Ma cerchiamo di andare alla radice del problema, alla vera domanda: come arrivare ad un sano regime di concorrenza nel settore dei taxi?

Fino all’avvento di Uber, la concorrenza nel settore era a dire poco imperfetta. La regolamentazione, basata sulle barriere all’ingresso, ha costruito posizioni di rendita e determinato l‘imposizione di prezzi superiori ai costi marginali: bella camicia - il tassista che protesta in televisione - veste Ferragamo, e complimenti anche per l’orologio; intendiamoci, ha buon gusto, ma di sicuro il suo tassametro non è calibrato sul costo marginale.

Dunque per dirimere la partita tassisti contro Uber, occorrerebbe guardare alle barriere all’entrata, con particolare attenzione a quelle legali ed istituzionali. L’ingresso nei mercati può infatti essere oggetto di regolamentazione e l’arena competitiva si può restringere, certo, ma ogni restrizione deve essere a) giustificata dalla necessità di tutelare interessi pubblici, b) proporzionale e strettamente indispensabile per il raggiungimento di tali obiettivi.

Fuori da queste condizioni, una regolamentazione che drena l’ingresso nei mercati causa una ingiustificata restrizione al processo competitivo. Dunque, date certe regole valide per tutti (tassisti e piattaforme) su fisco, sicurezza o altri principi costituzionalmente rilevanti, se a Roma circolano N taxi o N+1, liberi di definire prezzi di mercato, francamente la lesione dell’interesse pubblico la si vede a fatica.

Ci sono parole che non vanno dette, nemmeno Harry Potter nominava Lord Voldemort tanto volentieri, ma forse a bassa voce, sussurrando, il settore in argomento si potrebbe liberalizzare… Dunque create le necessarie condizioni di parità in temini di regime fiscale e di normativa sulla sicurezza, se gli autisti digitali erodono la rendita dei tassisti, benvenuta sharing economy!

Ma vi è ancora un problema a monte, che Uber smarca con un click: la licenza. Cioè anche a fronte della stessa regolamentazione nel gioco, un tassista ha pagato anche per iniziare a giocare!
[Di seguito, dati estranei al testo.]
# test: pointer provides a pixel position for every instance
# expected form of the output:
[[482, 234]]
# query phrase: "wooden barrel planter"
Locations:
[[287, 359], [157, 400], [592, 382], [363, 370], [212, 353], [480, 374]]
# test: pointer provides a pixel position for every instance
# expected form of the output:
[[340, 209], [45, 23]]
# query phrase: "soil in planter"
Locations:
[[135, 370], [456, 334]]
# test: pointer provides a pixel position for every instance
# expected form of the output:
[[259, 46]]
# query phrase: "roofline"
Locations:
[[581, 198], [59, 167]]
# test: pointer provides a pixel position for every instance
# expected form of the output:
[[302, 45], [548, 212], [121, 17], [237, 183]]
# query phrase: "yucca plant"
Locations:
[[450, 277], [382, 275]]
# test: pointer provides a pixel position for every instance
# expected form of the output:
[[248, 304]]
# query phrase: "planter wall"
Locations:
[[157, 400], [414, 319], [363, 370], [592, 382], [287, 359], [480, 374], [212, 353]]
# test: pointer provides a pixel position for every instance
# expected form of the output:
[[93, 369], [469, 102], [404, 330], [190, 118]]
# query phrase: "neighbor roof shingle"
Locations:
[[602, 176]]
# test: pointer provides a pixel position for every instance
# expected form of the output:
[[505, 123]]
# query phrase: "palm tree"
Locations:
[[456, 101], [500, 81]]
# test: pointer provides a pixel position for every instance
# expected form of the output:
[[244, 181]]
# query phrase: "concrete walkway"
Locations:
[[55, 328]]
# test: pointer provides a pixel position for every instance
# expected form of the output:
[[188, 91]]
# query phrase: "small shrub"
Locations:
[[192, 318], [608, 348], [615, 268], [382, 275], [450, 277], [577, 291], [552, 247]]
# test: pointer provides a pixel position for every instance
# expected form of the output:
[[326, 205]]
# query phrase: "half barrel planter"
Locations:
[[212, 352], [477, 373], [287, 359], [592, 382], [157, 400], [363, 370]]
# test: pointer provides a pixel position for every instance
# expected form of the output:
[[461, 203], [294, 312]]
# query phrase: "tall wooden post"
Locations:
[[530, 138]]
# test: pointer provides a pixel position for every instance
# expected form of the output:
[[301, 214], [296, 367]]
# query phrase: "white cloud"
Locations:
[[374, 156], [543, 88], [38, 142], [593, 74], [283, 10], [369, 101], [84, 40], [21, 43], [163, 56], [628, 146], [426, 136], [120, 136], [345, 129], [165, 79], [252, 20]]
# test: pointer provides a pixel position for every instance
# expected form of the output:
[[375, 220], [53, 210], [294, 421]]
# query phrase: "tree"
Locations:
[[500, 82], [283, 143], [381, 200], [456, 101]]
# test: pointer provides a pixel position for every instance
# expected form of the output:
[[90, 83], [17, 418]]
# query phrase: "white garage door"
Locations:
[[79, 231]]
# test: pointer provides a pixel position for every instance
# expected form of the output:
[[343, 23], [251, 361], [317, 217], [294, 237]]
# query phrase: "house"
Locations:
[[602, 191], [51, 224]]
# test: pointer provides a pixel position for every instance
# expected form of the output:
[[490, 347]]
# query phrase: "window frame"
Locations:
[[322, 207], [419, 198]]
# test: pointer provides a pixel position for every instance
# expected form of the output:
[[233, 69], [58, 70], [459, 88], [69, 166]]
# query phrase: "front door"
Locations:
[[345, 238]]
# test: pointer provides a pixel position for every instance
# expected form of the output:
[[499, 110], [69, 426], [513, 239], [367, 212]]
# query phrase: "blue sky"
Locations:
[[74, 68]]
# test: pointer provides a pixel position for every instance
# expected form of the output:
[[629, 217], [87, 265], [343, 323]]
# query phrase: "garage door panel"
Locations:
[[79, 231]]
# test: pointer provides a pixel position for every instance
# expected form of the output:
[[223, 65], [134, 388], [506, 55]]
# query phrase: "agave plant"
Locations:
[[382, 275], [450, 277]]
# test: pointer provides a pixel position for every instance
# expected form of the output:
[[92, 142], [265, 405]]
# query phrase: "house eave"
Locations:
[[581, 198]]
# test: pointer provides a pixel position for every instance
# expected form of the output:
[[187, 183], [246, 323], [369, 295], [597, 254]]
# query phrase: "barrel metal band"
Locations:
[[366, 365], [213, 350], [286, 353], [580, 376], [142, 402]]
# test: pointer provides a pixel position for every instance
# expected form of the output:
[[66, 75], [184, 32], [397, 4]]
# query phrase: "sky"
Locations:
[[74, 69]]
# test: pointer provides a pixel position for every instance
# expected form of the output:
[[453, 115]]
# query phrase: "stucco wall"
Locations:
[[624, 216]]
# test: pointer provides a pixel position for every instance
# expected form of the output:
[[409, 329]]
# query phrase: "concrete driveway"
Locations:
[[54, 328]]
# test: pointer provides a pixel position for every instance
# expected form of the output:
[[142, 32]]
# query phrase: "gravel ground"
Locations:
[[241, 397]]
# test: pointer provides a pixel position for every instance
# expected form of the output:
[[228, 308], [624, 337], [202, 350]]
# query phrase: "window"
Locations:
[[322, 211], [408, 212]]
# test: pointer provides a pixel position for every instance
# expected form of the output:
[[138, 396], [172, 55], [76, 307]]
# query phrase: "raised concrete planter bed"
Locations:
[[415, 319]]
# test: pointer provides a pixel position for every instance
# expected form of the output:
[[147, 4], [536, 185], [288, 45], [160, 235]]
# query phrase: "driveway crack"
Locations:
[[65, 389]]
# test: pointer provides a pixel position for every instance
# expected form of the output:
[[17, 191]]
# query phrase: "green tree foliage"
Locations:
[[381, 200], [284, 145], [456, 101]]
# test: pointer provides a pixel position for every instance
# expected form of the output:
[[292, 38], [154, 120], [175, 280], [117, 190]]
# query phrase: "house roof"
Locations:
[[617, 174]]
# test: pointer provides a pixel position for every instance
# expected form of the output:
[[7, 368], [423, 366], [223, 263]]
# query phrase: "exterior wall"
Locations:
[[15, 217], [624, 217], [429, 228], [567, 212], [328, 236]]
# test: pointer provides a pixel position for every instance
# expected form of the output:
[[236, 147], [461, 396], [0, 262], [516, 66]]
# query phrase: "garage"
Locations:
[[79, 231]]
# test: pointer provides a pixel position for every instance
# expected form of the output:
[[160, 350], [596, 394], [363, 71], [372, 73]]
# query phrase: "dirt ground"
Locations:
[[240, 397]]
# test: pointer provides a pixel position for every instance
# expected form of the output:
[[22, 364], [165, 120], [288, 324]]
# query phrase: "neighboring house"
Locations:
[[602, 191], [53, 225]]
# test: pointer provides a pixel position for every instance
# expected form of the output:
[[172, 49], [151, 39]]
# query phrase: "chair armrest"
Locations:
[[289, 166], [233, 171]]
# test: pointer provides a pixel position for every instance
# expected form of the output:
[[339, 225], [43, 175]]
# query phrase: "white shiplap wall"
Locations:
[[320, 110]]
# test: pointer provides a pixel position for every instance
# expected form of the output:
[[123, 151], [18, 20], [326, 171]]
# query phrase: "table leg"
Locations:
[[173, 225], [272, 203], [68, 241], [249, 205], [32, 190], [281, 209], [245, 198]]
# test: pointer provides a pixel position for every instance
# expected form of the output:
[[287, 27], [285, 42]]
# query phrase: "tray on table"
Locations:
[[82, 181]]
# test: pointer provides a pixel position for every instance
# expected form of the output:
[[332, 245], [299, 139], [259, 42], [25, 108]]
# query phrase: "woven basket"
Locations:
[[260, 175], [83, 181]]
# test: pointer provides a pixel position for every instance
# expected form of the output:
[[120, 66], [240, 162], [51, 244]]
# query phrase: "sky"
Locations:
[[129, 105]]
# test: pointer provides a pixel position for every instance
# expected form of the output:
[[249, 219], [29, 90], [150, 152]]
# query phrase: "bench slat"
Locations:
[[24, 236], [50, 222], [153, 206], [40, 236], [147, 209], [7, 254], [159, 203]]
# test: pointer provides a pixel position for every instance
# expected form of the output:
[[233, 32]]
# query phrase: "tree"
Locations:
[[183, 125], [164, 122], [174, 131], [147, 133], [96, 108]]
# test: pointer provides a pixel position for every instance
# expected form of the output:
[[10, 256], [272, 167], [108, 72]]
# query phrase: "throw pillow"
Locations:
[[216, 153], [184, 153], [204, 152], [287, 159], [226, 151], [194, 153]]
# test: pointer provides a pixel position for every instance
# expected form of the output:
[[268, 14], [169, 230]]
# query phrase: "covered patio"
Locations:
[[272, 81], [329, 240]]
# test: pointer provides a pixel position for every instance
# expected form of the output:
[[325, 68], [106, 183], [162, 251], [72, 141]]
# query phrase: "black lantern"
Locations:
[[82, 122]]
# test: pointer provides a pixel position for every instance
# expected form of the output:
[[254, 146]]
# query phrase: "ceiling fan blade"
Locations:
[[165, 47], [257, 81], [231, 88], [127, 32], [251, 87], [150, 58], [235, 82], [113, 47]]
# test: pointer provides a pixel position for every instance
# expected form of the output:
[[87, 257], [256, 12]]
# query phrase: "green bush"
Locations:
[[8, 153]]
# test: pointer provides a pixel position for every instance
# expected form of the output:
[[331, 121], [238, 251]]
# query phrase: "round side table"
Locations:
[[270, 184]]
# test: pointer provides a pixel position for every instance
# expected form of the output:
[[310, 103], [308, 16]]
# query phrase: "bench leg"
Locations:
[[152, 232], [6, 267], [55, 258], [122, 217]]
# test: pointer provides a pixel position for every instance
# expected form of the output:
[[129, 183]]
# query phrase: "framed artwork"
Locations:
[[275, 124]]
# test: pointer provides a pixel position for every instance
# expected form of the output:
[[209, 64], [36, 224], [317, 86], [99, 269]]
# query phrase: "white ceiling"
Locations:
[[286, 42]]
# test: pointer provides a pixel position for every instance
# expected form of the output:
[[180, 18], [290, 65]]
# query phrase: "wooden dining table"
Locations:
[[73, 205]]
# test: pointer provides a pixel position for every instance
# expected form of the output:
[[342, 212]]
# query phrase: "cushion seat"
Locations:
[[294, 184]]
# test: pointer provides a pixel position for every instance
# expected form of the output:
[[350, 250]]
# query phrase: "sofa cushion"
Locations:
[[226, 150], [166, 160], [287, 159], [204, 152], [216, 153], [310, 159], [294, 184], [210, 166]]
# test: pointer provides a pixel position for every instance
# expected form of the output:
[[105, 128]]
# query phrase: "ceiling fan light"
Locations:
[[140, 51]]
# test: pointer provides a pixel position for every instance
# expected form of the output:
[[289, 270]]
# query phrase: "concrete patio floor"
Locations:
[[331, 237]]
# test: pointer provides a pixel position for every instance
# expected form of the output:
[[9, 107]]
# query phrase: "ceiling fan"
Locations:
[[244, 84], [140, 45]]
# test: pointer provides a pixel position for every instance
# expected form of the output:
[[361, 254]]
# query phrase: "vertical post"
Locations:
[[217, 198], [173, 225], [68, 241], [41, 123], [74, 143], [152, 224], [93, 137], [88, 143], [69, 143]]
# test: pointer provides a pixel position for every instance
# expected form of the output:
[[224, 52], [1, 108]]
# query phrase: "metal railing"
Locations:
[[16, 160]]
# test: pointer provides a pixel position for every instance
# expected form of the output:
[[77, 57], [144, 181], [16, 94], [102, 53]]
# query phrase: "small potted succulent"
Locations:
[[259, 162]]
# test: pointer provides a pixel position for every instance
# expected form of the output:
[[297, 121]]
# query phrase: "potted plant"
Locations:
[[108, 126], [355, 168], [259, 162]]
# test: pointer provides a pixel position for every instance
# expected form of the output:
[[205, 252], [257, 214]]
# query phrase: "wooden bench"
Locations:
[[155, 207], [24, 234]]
Una corsa in taxi costa di più rispetto a Uber anche perché il tassista deve recuperare un dazio iniziale, ammortizzando (un po‘ su ogni corsa) il costo d’ingresso sopportato per comprare la licenza. Dunque liberalizzare sì, ma gradualmente, così da consentire l’ingresso degli innovatori, senza compromettere drasticamente la posizione degli incumbent. 

Come fare?

Come diceva Pierre del Fermat, "Dispongo di una meravigliosa dimostrazione di questo teorema, che non può essere contenuta nel margine troppo stretto della pagina".